My June movies were "Wild Bill" and "East Side, West Side".
"Wild Bill" (1995, directed by Walter Hill) was not an intentional viewing, but Bogie was watching it and I'd never seen it, so it counts! It was an interesting take on the Hickock story. Nothing spectacular, but very well done and keeps your interest for the entire duration. I kept expecting Jeff Bridges to morph into his Rooster Cogburn character, so that was a little distracting but it was my own fault. It was also hard to take David Arquette seriously in his role. Don't get me wrong, he did a very good job, but the last thing I saw him in was an episode of Friends (The One with all the Jam) so I kept having to remind myself that he wasn't Malcolm in this film! Overall, it was a well done film and maybe if I watch it again I can get rid of my actor biases and enjoy the film for what it is. Watch for Christina Applegate and Diane Lane!

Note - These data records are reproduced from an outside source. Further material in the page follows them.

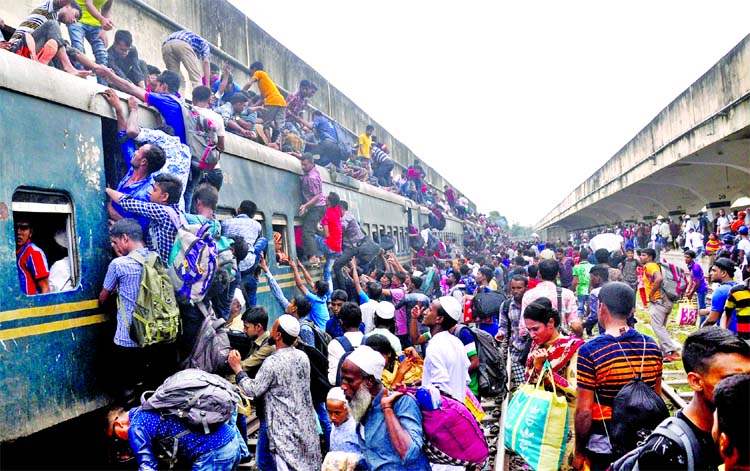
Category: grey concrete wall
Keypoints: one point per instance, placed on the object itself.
(710, 110)
(241, 39)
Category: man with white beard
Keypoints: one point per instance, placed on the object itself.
(391, 437)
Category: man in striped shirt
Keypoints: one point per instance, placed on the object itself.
(605, 365)
(187, 48)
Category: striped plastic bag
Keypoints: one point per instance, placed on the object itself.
(536, 424)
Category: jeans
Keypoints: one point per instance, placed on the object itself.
(224, 458)
(325, 424)
(263, 457)
(248, 279)
(309, 228)
(330, 256)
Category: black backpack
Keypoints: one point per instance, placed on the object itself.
(636, 411)
(322, 339)
(493, 378)
(348, 349)
(319, 384)
(487, 304)
(676, 430)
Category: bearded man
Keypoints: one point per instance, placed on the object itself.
(392, 438)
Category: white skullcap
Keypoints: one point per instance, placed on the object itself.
(336, 394)
(289, 324)
(385, 310)
(451, 306)
(368, 360)
(240, 298)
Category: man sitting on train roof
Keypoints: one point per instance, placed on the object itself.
(31, 262)
(165, 98)
(174, 158)
(39, 38)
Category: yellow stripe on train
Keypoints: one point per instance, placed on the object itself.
(49, 327)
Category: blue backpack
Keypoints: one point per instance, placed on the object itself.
(193, 260)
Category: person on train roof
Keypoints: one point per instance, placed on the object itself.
(31, 262)
(164, 98)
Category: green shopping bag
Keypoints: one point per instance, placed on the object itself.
(536, 424)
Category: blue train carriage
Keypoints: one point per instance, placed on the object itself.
(53, 346)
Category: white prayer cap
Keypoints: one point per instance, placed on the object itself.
(368, 360)
(289, 324)
(336, 394)
(451, 306)
(385, 310)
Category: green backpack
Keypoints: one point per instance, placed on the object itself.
(156, 317)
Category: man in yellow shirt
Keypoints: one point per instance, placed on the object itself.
(365, 142)
(660, 307)
(274, 116)
(94, 19)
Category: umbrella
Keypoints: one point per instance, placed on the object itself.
(609, 241)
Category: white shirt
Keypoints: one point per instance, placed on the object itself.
(446, 365)
(368, 314)
(394, 341)
(694, 240)
(336, 351)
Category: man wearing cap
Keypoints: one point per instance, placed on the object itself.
(391, 437)
(351, 317)
(284, 382)
(722, 272)
(385, 323)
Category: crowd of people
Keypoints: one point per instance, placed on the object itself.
(327, 378)
(267, 117)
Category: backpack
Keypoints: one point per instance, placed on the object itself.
(451, 433)
(637, 409)
(674, 429)
(348, 349)
(322, 339)
(156, 317)
(202, 399)
(211, 348)
(193, 260)
(486, 305)
(675, 282)
(202, 138)
(319, 384)
(493, 377)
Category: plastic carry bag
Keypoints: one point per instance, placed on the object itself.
(687, 312)
(536, 424)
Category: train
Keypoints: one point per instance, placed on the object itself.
(59, 154)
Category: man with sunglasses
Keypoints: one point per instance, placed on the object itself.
(33, 272)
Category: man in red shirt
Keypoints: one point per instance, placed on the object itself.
(331, 245)
(33, 272)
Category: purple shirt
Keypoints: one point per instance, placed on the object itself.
(697, 273)
(313, 185)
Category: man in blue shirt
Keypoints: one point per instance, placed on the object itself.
(722, 272)
(328, 141)
(390, 427)
(148, 430)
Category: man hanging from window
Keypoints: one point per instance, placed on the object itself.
(33, 272)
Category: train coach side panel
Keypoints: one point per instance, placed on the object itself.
(49, 343)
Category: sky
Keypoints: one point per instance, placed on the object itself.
(515, 102)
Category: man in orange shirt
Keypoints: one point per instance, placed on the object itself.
(660, 307)
(274, 116)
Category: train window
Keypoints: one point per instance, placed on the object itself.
(44, 232)
(280, 239)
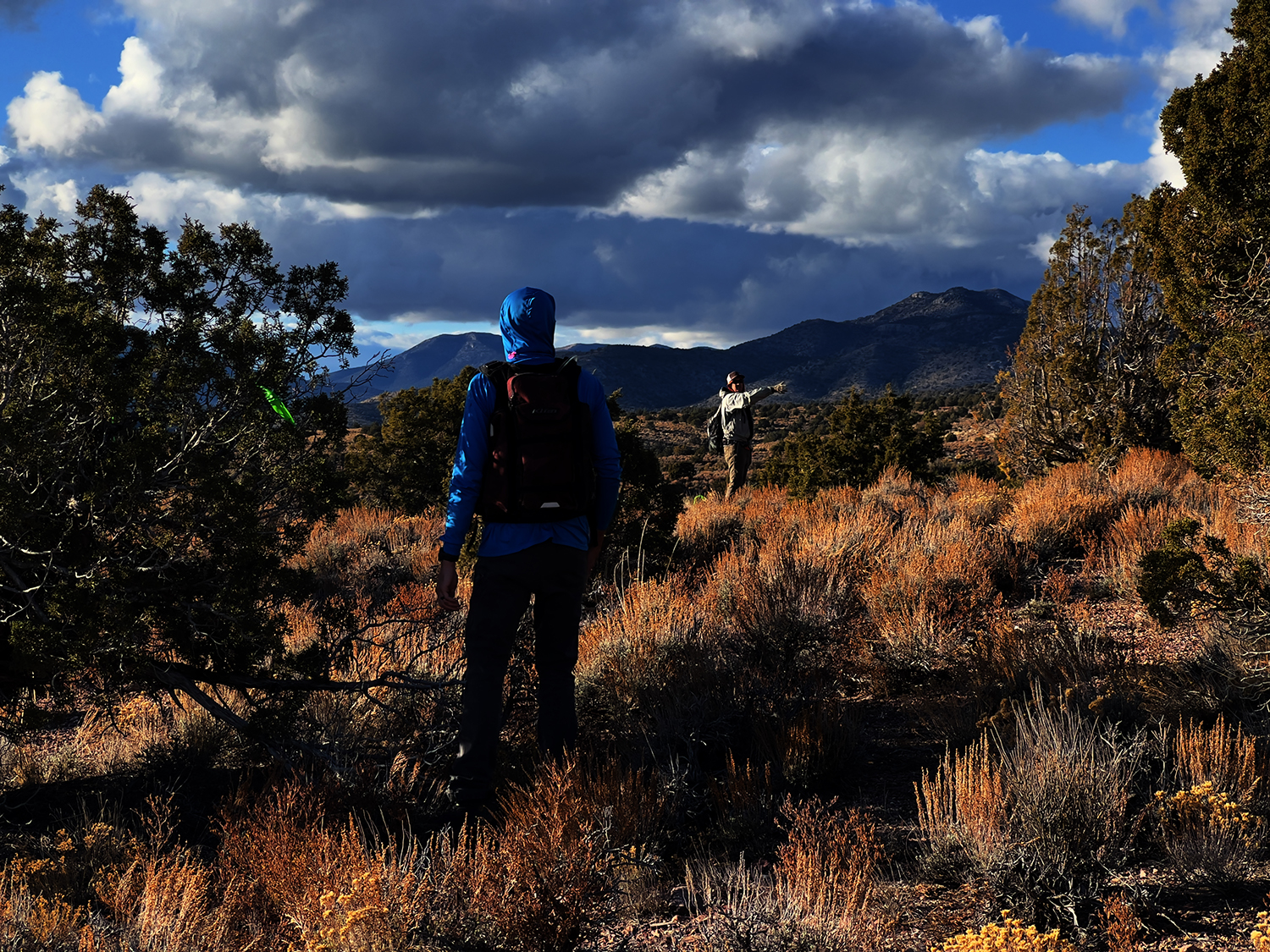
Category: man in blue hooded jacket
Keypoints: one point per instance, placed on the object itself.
(548, 560)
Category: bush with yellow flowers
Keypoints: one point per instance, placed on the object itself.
(1011, 936)
(1206, 833)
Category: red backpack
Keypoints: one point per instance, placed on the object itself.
(538, 464)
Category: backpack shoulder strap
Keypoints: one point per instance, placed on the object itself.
(498, 373)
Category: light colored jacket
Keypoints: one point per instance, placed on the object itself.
(738, 419)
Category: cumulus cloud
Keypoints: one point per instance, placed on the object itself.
(577, 102)
(52, 117)
(675, 172)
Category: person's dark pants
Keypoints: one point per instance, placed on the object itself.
(737, 456)
(556, 576)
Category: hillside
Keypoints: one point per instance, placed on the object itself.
(925, 343)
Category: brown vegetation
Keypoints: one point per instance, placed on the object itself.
(747, 716)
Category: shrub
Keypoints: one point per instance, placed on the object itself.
(1120, 924)
(962, 807)
(827, 867)
(1046, 817)
(1206, 834)
(1008, 937)
(1071, 786)
(1057, 515)
(1262, 933)
(815, 898)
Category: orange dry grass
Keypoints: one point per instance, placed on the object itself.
(962, 805)
(1218, 756)
(934, 581)
(1059, 512)
(828, 866)
(318, 886)
(164, 903)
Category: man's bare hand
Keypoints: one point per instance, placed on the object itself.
(447, 586)
(594, 555)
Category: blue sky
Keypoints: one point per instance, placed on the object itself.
(682, 173)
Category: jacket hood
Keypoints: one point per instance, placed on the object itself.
(527, 324)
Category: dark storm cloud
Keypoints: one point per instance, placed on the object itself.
(500, 103)
(18, 14)
(624, 273)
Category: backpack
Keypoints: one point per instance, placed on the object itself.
(538, 462)
(714, 432)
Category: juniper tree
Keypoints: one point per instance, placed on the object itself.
(1084, 381)
(864, 438)
(150, 495)
(406, 464)
(1209, 239)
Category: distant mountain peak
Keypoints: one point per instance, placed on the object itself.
(927, 342)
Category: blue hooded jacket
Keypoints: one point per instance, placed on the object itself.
(527, 324)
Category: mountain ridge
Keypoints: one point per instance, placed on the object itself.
(924, 343)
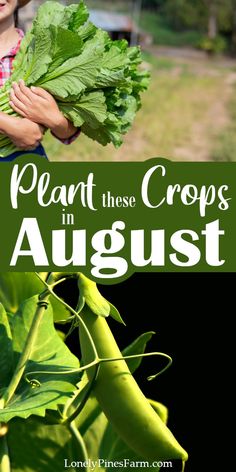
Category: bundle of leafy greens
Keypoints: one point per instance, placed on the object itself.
(95, 81)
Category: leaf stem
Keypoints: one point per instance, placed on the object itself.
(77, 436)
(5, 465)
(25, 355)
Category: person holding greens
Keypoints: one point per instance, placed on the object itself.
(37, 108)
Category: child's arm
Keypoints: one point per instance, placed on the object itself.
(39, 106)
(22, 132)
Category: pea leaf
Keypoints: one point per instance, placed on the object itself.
(15, 287)
(36, 447)
(49, 353)
(6, 358)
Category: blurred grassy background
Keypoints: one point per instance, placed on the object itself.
(189, 111)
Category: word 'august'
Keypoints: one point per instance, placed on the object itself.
(109, 260)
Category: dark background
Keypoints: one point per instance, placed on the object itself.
(190, 314)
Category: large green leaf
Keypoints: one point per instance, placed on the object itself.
(6, 358)
(37, 447)
(49, 353)
(113, 449)
(15, 287)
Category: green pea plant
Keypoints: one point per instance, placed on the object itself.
(59, 412)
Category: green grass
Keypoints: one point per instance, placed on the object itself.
(225, 147)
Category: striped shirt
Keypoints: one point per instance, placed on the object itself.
(6, 65)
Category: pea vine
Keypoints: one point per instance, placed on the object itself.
(44, 376)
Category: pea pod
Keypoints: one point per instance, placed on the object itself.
(122, 400)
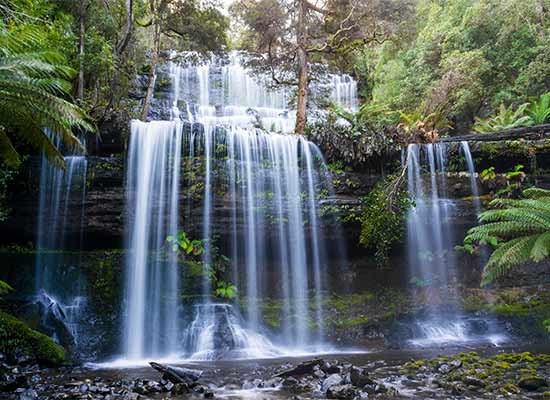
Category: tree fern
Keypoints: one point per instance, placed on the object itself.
(521, 227)
(506, 118)
(34, 86)
(539, 111)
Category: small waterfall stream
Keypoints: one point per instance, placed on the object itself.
(271, 182)
(60, 191)
(430, 246)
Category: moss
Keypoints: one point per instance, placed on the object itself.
(354, 322)
(16, 335)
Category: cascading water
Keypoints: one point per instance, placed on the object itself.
(60, 191)
(430, 246)
(152, 303)
(275, 238)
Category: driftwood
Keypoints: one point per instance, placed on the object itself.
(529, 133)
(304, 368)
(176, 374)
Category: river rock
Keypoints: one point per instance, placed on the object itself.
(343, 392)
(473, 381)
(359, 377)
(304, 368)
(532, 382)
(176, 374)
(332, 380)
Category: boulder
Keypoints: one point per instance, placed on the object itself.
(343, 392)
(332, 380)
(532, 382)
(176, 374)
(359, 377)
(305, 368)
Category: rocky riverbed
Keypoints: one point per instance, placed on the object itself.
(487, 374)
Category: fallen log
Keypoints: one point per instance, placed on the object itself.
(176, 374)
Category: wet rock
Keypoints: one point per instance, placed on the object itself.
(344, 392)
(359, 377)
(532, 382)
(28, 394)
(329, 368)
(473, 381)
(290, 383)
(305, 368)
(332, 380)
(177, 375)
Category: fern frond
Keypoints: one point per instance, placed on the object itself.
(528, 216)
(536, 193)
(503, 230)
(541, 247)
(506, 256)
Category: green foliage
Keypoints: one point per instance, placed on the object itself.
(463, 58)
(34, 82)
(353, 143)
(383, 217)
(4, 289)
(226, 290)
(520, 229)
(539, 110)
(507, 118)
(488, 174)
(181, 244)
(16, 335)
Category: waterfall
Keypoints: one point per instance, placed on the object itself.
(429, 239)
(263, 184)
(430, 248)
(152, 188)
(473, 177)
(60, 191)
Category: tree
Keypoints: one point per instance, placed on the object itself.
(34, 85)
(199, 27)
(296, 36)
(519, 228)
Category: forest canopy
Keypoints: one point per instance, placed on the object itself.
(425, 68)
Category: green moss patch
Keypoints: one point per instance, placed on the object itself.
(16, 335)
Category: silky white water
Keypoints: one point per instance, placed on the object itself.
(273, 235)
(430, 247)
(61, 190)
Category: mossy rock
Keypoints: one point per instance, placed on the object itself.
(16, 335)
(532, 382)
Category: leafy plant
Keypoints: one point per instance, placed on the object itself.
(34, 85)
(539, 110)
(4, 288)
(506, 118)
(515, 173)
(488, 174)
(226, 290)
(382, 220)
(419, 127)
(181, 243)
(520, 228)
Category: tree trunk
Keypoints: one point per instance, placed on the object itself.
(129, 28)
(81, 38)
(156, 30)
(303, 75)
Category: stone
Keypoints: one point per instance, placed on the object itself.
(532, 382)
(343, 392)
(28, 394)
(473, 381)
(329, 368)
(305, 368)
(359, 377)
(332, 380)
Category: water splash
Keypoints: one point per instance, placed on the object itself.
(60, 191)
(273, 182)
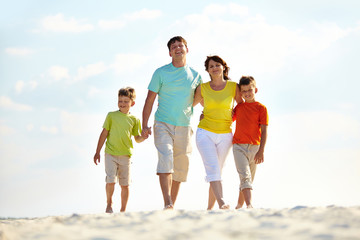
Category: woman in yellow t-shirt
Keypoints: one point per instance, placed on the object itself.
(214, 134)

"East Side, West Side" (1949, directed by Mervyn LeRoy) was extremely well done! I can't say I loved the film because the whole story and plot are kind of sad and I like happy endings, but it's a solid film with excellent acting. It tackles some common marriage issues head on, with the actors all delivering emotional, believable performances that keep you rooted in the plot and invested in the characters. Barbara Stanwyck and James Mason are a married couple working through the complications of an affair (his), with Ava Gardner as the former mistress and Van Heflin as the shoulder-to-cry-on-who-wants-to-be-more for Stanwyck. It would have been more emotionally grueling (not to mention realistic) if they had made Mason's character more likeable, they made him easy to dislike so that there was a clear bad guy. Stanwyck was excellent in the role of a head-over-heels-in-love wife who lives on pins and needles for fear her husband will cheat again. There's a very heartwrenching scene between her and her close friend where she pours her heart out in what I imagine is every cheated-on spouse's fear. There is also an excellent scene between Mason and Gardner (his mistress), where he tries to tell her it's over, she tries to prove that it's not, and he is clearly in denial while she is in full control because she's the only one speaking the truth.
Keep an eye out for Cyd Charisse in a non-dancing role (I didn't recognize her!), there's a nice scene where she gets to tell Mason exactly what she thinks of him "If I were your wife, I'd cut your heart out!"
A well done film, I'll probably watch it again to make sure my initial reaction stays the same and that I still like it.